Nervous despite herself, she licked her lips, and noticed that his eyes flickered to the movement before coming back to meet her gaze.  “Why can’t you?” she inquired, her voice hoarse.

He gave out a laugh, tinged with desperation and sadness, and rested his blond head against her shoulder.  “I’m not a member.  My father, after all, is a convicted Death Eater.”

The two of them had never talked about the war, and the subject hung between them.  “My father,” Luna began, “supports Harry, you know.”  There it was.  She’d said the other boy’s name—taking him from flying, from the clouds, from her heart.

“I know,” he whispered back to her, his voice breaking.  She wondered what his eyes would betray if she could see them, and that night found no comfort thinking about sleeping in the clouds, her thoughts plunged to the earth.

Luna was surprised when she was asked to the party—by the boy who smiled at her indulgently, never calling her Loony.  Harry said they would be going as friends, and she’d never been to a party, though she was saddened to learn she couldn’t practice sixth-year transfiguration and try to turn her eyebrows a different color to match her dress.  Magic helped her get through the long days before him—before Draco—and still often did when she found herself alone and trying to ignore the whispers, the strained smile on her face.
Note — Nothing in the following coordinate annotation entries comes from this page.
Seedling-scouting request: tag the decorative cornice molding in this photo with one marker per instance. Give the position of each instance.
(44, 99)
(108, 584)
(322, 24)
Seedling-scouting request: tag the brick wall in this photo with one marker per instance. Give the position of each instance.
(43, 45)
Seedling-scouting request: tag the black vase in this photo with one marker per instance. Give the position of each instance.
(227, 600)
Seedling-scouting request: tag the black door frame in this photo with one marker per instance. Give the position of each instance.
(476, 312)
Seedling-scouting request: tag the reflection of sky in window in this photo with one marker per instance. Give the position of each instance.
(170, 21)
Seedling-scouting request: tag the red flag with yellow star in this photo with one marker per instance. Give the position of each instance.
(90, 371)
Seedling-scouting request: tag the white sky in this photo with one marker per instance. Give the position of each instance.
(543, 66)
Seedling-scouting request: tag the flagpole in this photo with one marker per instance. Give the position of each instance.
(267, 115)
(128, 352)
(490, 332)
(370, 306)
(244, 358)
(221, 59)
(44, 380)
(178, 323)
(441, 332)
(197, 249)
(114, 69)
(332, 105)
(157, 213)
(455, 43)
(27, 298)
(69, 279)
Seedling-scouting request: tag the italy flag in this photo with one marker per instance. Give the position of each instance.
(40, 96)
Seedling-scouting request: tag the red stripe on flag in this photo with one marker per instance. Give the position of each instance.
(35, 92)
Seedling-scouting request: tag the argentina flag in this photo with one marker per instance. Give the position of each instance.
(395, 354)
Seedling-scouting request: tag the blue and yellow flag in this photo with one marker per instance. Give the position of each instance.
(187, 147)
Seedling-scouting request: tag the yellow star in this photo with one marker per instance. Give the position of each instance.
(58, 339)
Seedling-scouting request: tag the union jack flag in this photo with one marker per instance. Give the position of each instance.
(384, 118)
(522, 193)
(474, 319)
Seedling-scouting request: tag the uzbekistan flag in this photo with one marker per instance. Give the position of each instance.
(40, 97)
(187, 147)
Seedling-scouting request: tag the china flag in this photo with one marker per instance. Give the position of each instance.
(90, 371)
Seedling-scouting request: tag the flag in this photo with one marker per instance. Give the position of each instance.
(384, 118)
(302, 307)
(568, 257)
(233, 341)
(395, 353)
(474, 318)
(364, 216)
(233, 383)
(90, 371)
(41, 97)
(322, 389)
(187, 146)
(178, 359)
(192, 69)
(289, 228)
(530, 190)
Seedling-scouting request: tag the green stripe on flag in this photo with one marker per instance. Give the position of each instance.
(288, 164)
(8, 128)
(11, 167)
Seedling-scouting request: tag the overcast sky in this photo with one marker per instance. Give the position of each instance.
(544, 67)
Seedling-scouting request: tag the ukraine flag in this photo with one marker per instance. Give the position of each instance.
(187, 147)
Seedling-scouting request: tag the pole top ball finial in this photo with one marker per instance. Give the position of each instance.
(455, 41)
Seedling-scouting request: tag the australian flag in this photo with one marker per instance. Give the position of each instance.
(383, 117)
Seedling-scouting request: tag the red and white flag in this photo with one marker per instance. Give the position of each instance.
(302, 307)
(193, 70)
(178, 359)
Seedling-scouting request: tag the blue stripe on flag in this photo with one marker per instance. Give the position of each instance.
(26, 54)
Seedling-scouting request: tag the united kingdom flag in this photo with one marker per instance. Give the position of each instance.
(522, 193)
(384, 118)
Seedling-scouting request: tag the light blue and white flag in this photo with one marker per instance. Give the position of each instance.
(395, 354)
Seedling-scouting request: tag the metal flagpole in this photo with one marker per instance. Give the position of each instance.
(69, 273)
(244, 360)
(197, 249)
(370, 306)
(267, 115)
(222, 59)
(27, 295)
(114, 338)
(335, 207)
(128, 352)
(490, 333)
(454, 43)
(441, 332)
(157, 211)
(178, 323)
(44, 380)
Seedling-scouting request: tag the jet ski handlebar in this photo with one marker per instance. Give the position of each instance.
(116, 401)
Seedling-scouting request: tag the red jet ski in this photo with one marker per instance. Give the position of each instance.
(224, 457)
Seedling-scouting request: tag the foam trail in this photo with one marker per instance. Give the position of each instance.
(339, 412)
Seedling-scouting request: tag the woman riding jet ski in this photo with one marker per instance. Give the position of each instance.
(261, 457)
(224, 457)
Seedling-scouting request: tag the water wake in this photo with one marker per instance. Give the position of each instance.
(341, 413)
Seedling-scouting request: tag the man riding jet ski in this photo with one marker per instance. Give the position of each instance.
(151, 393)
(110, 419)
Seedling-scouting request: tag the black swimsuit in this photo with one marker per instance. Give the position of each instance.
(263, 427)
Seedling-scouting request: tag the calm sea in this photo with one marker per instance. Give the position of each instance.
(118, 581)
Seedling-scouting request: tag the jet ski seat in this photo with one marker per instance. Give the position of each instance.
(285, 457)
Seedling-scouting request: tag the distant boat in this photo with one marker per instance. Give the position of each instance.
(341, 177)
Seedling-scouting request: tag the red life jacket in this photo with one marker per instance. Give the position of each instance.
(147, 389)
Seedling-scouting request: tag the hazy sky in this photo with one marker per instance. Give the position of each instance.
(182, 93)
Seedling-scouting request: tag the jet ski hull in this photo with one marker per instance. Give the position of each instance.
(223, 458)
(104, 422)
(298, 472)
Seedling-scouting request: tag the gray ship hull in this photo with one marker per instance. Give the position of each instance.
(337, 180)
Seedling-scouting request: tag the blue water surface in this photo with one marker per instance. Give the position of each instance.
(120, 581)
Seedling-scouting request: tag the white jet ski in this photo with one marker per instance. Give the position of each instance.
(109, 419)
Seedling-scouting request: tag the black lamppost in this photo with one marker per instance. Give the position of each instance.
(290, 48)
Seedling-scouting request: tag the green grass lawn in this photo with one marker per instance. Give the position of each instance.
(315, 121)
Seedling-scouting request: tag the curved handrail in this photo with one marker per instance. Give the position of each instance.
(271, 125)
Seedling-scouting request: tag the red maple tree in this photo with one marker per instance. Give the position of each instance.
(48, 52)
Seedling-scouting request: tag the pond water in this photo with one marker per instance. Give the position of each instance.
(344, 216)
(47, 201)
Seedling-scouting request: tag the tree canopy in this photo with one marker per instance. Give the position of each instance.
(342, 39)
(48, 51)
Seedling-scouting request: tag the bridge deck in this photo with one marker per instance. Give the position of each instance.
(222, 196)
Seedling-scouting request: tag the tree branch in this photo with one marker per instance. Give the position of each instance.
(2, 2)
She hadn’t expected for Draco to crash the party, was hurt that he hadn’t invited her to that, she would have said ‘yes’.  The hurt in his eyes was evident when he saw who she was standing with.  Her date had disappeared, forgetting her most-likely, and, saddened, Luna left the party on her own a little early, only to find Draco waiting for her.

“Potter?” he asked, in disbelief.  His body was strained, and it seemed almost that he wanted to reach out for her but was afraid to.  In the shadows, his skin appeared almost completely gray, which frightened her a little, though she didn’t let him see it.

“He needed a friend, and he is almost like one,” she admitted quietly, slipping her hand into his unresponsive one.  “You said you couldn’t take me—and didn’t when you crashed.”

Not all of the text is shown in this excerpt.